Yukarıda yapılan açıklamalar doğrultusunda, mahkemece yapılacak iş; davacı tarafından davalı bankaya verilen çeklerin geçici mühletten önce verilip verilmediği ve mühletten sonra tahsil edilip edilmediği ile ilgili bilirkişi raporu alınarak davalının geçici mühlet tarihi itibariyle alacak miktarı tespit edildikten sonra yapılan tahsilat miktarı hakkında karar verilmesi gerekirken, aksi düşünce ve yazılı gerekçelerle karar verilmesi doğru görülmemiş, hükmün bu nedenlerle bozulması gerekmiştir.

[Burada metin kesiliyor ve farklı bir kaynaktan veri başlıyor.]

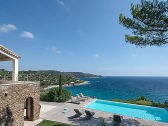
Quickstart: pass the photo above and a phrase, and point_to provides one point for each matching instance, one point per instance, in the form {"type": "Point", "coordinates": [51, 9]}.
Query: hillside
{"type": "Point", "coordinates": [47, 77]}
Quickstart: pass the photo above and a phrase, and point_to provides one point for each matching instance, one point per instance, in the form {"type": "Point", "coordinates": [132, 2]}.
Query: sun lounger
{"type": "Point", "coordinates": [82, 96]}
{"type": "Point", "coordinates": [78, 114]}
{"type": "Point", "coordinates": [117, 120]}
{"type": "Point", "coordinates": [89, 114]}
{"type": "Point", "coordinates": [75, 101]}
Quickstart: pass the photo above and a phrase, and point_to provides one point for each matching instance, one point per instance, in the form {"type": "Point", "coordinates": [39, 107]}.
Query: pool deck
{"type": "Point", "coordinates": [54, 111]}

SONUÇ: Yukarıda açıklanan nedenlerle İlk Derece Mahkemesince verilen karar usul ve yasaya aykırı olduğundan davacı Armak Makine A.Ş. vekilinin temyiz istemlerinin kabulü ile hükmün davacı Armak Makine A.Ş. lehine BOZULMASINA, dosyanın kararı veren İlk Derece Mahkemesine, GÖNDERİLMESİNE, peşin alınan harcın istek halinde temyiz edene iadesine, karara karşı karar düzeltme yolu kapalı olmak üzere 21.11.2024 tarihinde kesin olarak oy birliğiyle karar verildi.